Last summer we went to the Alps. Well, we found in some village a restaurant that attracts visitors with the promise of "fresh fish". I went and ordered a forel. The waitress took the order and took it to the kitchen. Exactly a minute later, the chef came out of there, with German craftsmanship, took off the cooking coat and hood, hanged it in the closet, took out of the same closet the cage, the cage and the chair, and walked boldly to the shore of the nearest mountain river. It has a taste for fishing.
We are here, to confess, a little fooled. This is really fresh fish! In the eyes of the visitor. No, well, I saw one day in Crete, as a waitress, accepting an order for a vegetable salad, immediately wrapped the sleeves of the fraca, dropped the lacquered shoes and shuffled barefoot to collect cucumbers and tomatoes on the garden adjacent to the tavern.
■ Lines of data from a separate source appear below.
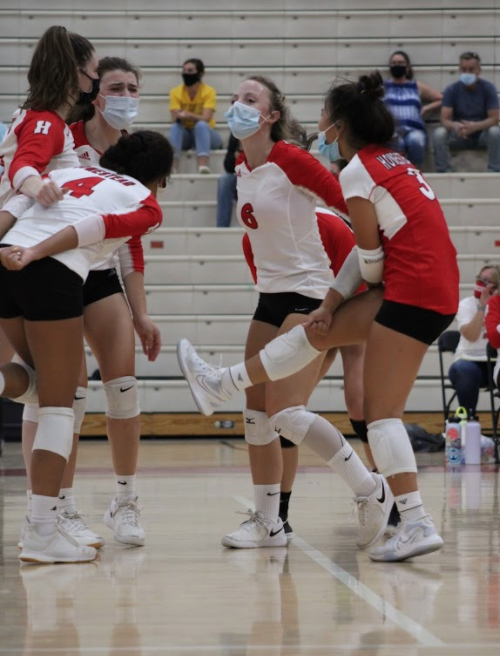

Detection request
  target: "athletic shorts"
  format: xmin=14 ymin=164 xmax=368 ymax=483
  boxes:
xmin=375 ymin=301 xmax=455 ymax=345
xmin=0 ymin=250 xmax=83 ymax=321
xmin=253 ymin=292 xmax=321 ymax=328
xmin=83 ymin=269 xmax=123 ymax=307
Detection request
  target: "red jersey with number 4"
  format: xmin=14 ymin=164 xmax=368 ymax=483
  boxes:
xmin=3 ymin=167 xmax=162 ymax=280
xmin=340 ymin=145 xmax=459 ymax=314
xmin=235 ymin=141 xmax=347 ymax=299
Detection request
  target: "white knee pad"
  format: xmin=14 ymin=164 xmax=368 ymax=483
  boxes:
xmin=12 ymin=360 xmax=38 ymax=403
xmin=269 ymin=405 xmax=317 ymax=446
xmin=368 ymin=419 xmax=417 ymax=478
xmin=104 ymin=376 xmax=141 ymax=419
xmin=259 ymin=326 xmax=321 ymax=380
xmin=243 ymin=408 xmax=278 ymax=446
xmin=33 ymin=408 xmax=75 ymax=460
xmin=73 ymin=385 xmax=87 ymax=435
xmin=23 ymin=403 xmax=38 ymax=424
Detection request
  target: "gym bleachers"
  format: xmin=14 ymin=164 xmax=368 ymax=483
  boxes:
xmin=0 ymin=0 xmax=500 ymax=412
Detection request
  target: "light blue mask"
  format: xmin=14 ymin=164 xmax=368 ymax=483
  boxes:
xmin=224 ymin=101 xmax=268 ymax=140
xmin=460 ymin=73 xmax=477 ymax=87
xmin=318 ymin=126 xmax=342 ymax=162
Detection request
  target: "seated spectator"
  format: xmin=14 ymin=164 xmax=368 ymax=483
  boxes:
xmin=216 ymin=134 xmax=241 ymax=228
xmin=384 ymin=50 xmax=443 ymax=166
xmin=448 ymin=264 xmax=500 ymax=412
xmin=433 ymin=52 xmax=500 ymax=173
xmin=169 ymin=59 xmax=222 ymax=173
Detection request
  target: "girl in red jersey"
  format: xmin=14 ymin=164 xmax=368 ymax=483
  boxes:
xmin=178 ymin=72 xmax=459 ymax=561
xmin=0 ymin=132 xmax=173 ymax=562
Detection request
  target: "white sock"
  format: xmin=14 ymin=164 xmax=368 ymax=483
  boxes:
xmin=253 ymin=483 xmax=280 ymax=522
xmin=31 ymin=494 xmax=59 ymax=535
xmin=221 ymin=362 xmax=252 ymax=393
xmin=394 ymin=490 xmax=425 ymax=522
xmin=59 ymin=487 xmax=76 ymax=514
xmin=115 ymin=474 xmax=137 ymax=501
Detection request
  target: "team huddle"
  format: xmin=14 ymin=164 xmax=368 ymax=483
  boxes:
xmin=0 ymin=27 xmax=459 ymax=563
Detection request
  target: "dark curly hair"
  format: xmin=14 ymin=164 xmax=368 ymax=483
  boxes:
xmin=99 ymin=130 xmax=174 ymax=184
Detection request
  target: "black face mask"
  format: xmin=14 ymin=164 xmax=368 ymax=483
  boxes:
xmin=76 ymin=69 xmax=100 ymax=105
xmin=389 ymin=64 xmax=406 ymax=80
xmin=182 ymin=73 xmax=200 ymax=87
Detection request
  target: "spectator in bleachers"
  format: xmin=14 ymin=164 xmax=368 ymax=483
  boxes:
xmin=216 ymin=134 xmax=241 ymax=228
xmin=448 ymin=264 xmax=500 ymax=412
xmin=169 ymin=59 xmax=222 ymax=173
xmin=384 ymin=50 xmax=443 ymax=166
xmin=433 ymin=52 xmax=500 ymax=173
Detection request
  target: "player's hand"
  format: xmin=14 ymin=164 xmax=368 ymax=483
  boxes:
xmin=302 ymin=306 xmax=333 ymax=335
xmin=134 ymin=314 xmax=161 ymax=362
xmin=35 ymin=180 xmax=64 ymax=207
But the fish!
Carefully asked the waitress, how much time, in his opinion, will take the execution of our order, and what will happen if there is no clove, or there will be no forel?
The waiter, having understood the essence of our question, stumbled upon us as if we were crazy, and explained very distinctly and clearly: "This cook now has a lunch break, and how he spends it is his business. And your forel is already on the bowl, her other cook is roasting. And we bring fish every morning from our own farm a kilometer above the mountains.” Following this, the young man went to the kitchen to delight his colleagues with a new story about idiot tourists.